The September 2019 results show that the industry is down in five of the seven key markets measured, with the exception of Germany and the UK. The most significant falls recorded over the past year were of the sector’s former high flyers, India and South Korea — their indices dropped to just 27 and 30 points respectively, indicating a slowing trade outlook.
2. Smartphone sales are down
Global market intelligence firm International Data Corporation (IDC) predicts shipments of PCs, laptops, and tablet devices will drop by 3 percent in 2019.
The long-term decline of the personal computing market is down to a range of factors, including many consumers’ preference for smartphones.
However, even smartphone sales are now falling. A further decline of 2.5 percent is expected to hit smartphone sales in 2019, mainly as a result of lengthening replacement cycles and the ban on Huawei accessing technology from U.S. suppliers.
“If mobile phones don’t provide significant new utility, efficiency or experiences, users won’t upgrade them, and will consequently increase these devices’ lifespans,” said Gartner analyst Ranjit Atwal.
3. The automotive industry is in trouble
Automotive sales also have significant impact on the semiconductor industry. And according to Nina Turner, research manager for semiconductors at IDC: “The decline in automobile unit sales in 2018 lowered overall growth in automotive semiconductors.”
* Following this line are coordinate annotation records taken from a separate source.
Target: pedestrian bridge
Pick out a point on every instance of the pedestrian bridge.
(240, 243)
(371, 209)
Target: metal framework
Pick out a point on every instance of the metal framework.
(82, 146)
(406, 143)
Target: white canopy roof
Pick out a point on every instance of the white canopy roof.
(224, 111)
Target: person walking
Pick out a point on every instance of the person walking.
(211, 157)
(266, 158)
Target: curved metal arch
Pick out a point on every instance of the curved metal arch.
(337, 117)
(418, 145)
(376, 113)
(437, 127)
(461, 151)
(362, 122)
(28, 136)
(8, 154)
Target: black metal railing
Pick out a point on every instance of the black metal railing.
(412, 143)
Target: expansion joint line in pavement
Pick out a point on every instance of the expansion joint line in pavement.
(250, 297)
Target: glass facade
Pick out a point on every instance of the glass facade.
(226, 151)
The downward trend looks certain to extend to 2019, where global vehicle sales is predicted to shrink by more than 4 million cars.
In the first two quarters of the year alone, global auto sales, according to Bloomberg Intelligence, were already down 6.5 percent and 7 percent from a year earlier.
The world’s largest market, China, has also seen auto sales fall for 12 consecutive months, due to “slowing economic growth, trade-related turmoil, and a weak consumer demand, exacerbated by newer and stricter emissions rules.”
4. Global trade is in the doldrums
With the growing use of semiconductors across many sectors, the current global economic and trade malaise has also hurt the industry.
The International Monetary Fund (IMF) has downgraded its forecasts for global growth for both 2019 and 2020 by 0.1 percent. This year’s expected result of 3.2 percent is the weakest growth rate for 10 years, amid uncertainty caused by “rising geopolitical tensions” such as the U.S.–China trade war and Brexit.
“Trade volume growth declined to around 0.5 percent year-on-year in the first quarter of 2019 after dropping below 2 percent in the fourth quarter of 2018,” according to the IMF, which cited Asia as the region where the slowdown was more significant.
The trade growth outlook shows little sign of improvement, according to the GTB.
The GTB’s world index dropped by 20 percent over the first half of 2019. However, the downward trend has slowed down significantly — the September index sits at 47 points after a huge loss of eight points in the previous quarter ending in June.
5. More industries are transforming
The longer-term outlook for semiconductors is more bullish, with revenues expected to recover in 2020 and grow at a steady 2 percent yearly until 2023.
New technologies seem to be helping. The proliferation of 5G networks and devices is generating new demand, which would likely ramp up smartphone sales next year.
A forecast by professional services firm PwC estimates a fivefold increase in the market for AI-related semiconductors by 2022. Meanwhile, autonomous vehicle-enabling technologies will drive three to four times more growth than the overall semiconductor market, according to IDC’s Turner.
The Internet of Things (IoT) is another promising growth area, as digital transformation continues to roll out across more industries and business functions. Smart devices, powered by semiconductor chips, are increasingly used for improving operations in key industries and even in the building of smart homes and smart cities of the future.
Amid the economic doom and gloom, the advancement of emerging technologies may very well be the stimulus to power the ailing semiconductor industry forward.